The smallest circle is at the heart, made up of those with the greatest respect for and understanding of the Plague's ways. They have proven themselves trustworthy and dedicated through many difficult challenges, and have learned Plague tactics and rituals firsthand. They are involved in major decisions for the cell and expected to be available to consult others, whether they serve as leaders or not. Perhaps most importantly, these few provide a greater perspective. While they are not all elder vampires, they are all Kindred. This is due to the fervent belief that only those who live well beyond a normal human lifespan can fully appreciate the Plague's philosophy and be trusted with all of its secrets. Depth and breadth of experience are just the beginning; having had time and distance to appreciate them is vital. Thus, there are some relatively young Kindred - say, perhaps, 200 years old - in such positions, but non-Kindred will rarely if ever qualify.
The next circle knows and lives by Plague ideals and is fully aware of the existence of the supernatural. Members at this level know some of the cell's secrets and much of its history because they have been members for a good while. They have also volunteered regularly to participate in rituals and maneuvers and shown genuine zeal. Most will be vampires, but mages and changelings are not unheard of, along with ghouls and revenants. A few rugged mortals have proven worthy, but this is as high as they will go without accepting the offer.
There is a special place in the Plague for those who live by its ideals but are not yet ready to learn about real magic in the world. They are taught the Tribulations, with some key alterations: Servitude to and worship of anyone else is disdained, particularly when they demand it and make promises. Ritual worship of supernatural beings is treated with great suspicion because someone is probably taking advantage of the situation. Whole sermons are dedicated to living with one's rage without losing it or being overcome by it. That these mortals know nothing about the Beast does not matter; some even see it as preparing them for the offer later.

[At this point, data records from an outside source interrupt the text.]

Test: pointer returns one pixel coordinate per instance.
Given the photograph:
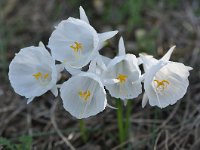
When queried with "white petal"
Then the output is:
(122, 50)
(148, 61)
(41, 44)
(66, 34)
(83, 15)
(167, 56)
(105, 36)
(27, 62)
(126, 65)
(30, 100)
(110, 81)
(77, 106)
(112, 107)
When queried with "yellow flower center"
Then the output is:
(122, 78)
(76, 47)
(39, 75)
(161, 85)
(85, 95)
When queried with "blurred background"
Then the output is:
(151, 26)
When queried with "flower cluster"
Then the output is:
(75, 44)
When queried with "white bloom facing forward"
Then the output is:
(32, 72)
(83, 95)
(123, 75)
(75, 42)
(165, 81)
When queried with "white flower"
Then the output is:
(122, 77)
(32, 72)
(83, 95)
(165, 82)
(75, 42)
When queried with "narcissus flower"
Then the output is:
(75, 42)
(123, 75)
(165, 82)
(83, 95)
(33, 72)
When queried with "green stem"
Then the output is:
(120, 121)
(128, 114)
(83, 130)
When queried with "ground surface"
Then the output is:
(147, 26)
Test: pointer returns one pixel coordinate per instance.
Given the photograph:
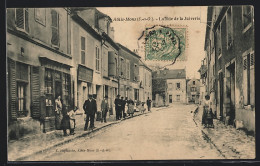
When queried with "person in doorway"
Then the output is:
(90, 108)
(123, 102)
(65, 122)
(58, 112)
(118, 106)
(207, 116)
(104, 109)
(72, 115)
(148, 103)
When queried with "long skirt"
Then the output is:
(130, 109)
(58, 121)
(65, 124)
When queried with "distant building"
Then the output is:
(169, 86)
(193, 90)
(129, 79)
(230, 58)
(145, 74)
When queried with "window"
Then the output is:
(248, 66)
(66, 85)
(246, 16)
(121, 67)
(55, 28)
(178, 85)
(21, 19)
(40, 15)
(193, 89)
(178, 97)
(136, 94)
(135, 72)
(83, 49)
(229, 28)
(218, 42)
(97, 59)
(21, 97)
(170, 86)
(127, 69)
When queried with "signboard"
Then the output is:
(85, 74)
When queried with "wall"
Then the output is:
(174, 92)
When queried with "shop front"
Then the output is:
(55, 80)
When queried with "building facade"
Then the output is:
(193, 91)
(145, 74)
(169, 86)
(230, 45)
(129, 80)
(38, 67)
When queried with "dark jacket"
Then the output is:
(104, 106)
(90, 107)
(118, 103)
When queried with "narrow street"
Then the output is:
(165, 134)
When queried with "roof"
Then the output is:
(129, 51)
(143, 64)
(202, 69)
(170, 74)
(100, 14)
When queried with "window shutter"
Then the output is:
(55, 28)
(19, 18)
(245, 64)
(111, 64)
(26, 17)
(252, 59)
(12, 90)
(35, 88)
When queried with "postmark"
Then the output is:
(164, 43)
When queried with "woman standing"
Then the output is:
(58, 113)
(65, 122)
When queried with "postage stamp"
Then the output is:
(164, 42)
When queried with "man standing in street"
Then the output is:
(90, 108)
(104, 109)
(118, 107)
(148, 102)
(123, 102)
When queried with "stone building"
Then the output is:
(145, 74)
(193, 90)
(129, 80)
(169, 86)
(38, 67)
(230, 57)
(96, 55)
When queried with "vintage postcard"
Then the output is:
(130, 83)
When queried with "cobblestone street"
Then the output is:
(164, 134)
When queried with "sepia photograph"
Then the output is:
(130, 83)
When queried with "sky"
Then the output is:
(128, 32)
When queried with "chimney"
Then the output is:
(111, 33)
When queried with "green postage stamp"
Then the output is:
(165, 43)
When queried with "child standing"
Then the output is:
(72, 115)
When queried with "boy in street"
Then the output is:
(104, 109)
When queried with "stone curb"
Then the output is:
(78, 136)
(207, 137)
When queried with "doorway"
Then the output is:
(221, 96)
(170, 98)
(230, 90)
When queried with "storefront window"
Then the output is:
(49, 92)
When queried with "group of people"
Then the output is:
(207, 116)
(65, 118)
(121, 105)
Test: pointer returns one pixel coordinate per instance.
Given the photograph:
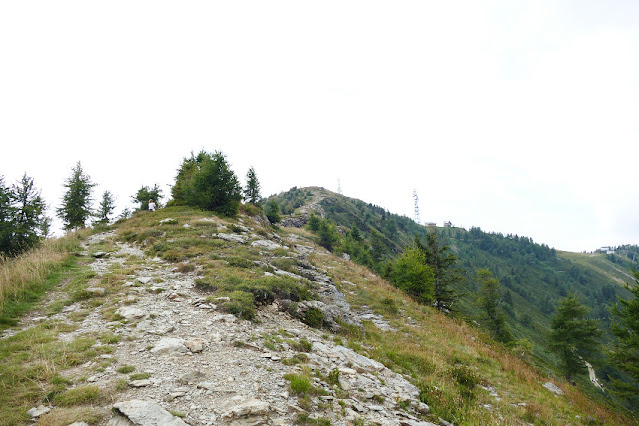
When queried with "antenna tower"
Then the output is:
(416, 198)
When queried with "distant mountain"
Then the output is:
(534, 277)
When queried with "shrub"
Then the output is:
(465, 378)
(273, 212)
(413, 275)
(313, 317)
(207, 181)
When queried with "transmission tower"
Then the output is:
(416, 198)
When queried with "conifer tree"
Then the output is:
(207, 181)
(106, 207)
(490, 299)
(442, 261)
(625, 352)
(572, 335)
(6, 217)
(145, 194)
(412, 274)
(76, 202)
(273, 211)
(22, 220)
(30, 222)
(252, 190)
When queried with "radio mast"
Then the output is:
(416, 198)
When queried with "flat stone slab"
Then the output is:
(553, 388)
(144, 413)
(267, 244)
(168, 346)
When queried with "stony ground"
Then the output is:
(179, 360)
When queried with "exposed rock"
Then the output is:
(195, 345)
(38, 411)
(144, 413)
(169, 346)
(130, 312)
(296, 222)
(234, 238)
(266, 244)
(553, 388)
(251, 407)
(192, 377)
(140, 383)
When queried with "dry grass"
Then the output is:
(435, 344)
(20, 274)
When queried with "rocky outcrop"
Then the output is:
(211, 368)
(143, 413)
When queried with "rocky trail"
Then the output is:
(193, 364)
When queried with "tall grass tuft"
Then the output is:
(23, 276)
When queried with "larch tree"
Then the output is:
(106, 207)
(206, 181)
(442, 260)
(252, 189)
(625, 351)
(23, 223)
(573, 335)
(490, 299)
(77, 200)
(145, 194)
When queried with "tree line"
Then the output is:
(204, 180)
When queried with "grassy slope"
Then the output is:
(600, 264)
(535, 278)
(448, 359)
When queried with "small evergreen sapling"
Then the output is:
(76, 202)
(252, 190)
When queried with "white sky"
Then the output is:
(516, 116)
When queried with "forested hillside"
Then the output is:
(533, 277)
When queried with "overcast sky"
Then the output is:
(515, 116)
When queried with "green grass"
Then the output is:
(126, 369)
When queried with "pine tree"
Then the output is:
(490, 299)
(145, 194)
(572, 335)
(625, 352)
(252, 190)
(207, 181)
(6, 217)
(22, 220)
(442, 261)
(412, 274)
(273, 212)
(106, 207)
(76, 202)
(30, 223)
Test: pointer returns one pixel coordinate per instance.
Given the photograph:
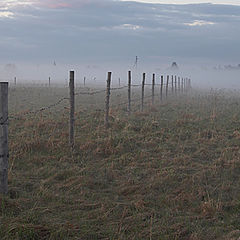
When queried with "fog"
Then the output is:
(203, 76)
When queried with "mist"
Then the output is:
(203, 76)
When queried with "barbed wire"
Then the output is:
(18, 116)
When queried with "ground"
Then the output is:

Succeeding at the task confers a basic degree of membership but no one is pressured to go deeper. They are watched carefully and, if they show interest or glimpse more than they should, they are ushered into more eventually. But they are first made to wait in order to prove they can and will deal with the frustration without turning on their fellows. This is important in more than one way. Members of this ring do not always live with or close to the rest of their cell. They show they are worthy of being drawn closer by waiting for an invitation.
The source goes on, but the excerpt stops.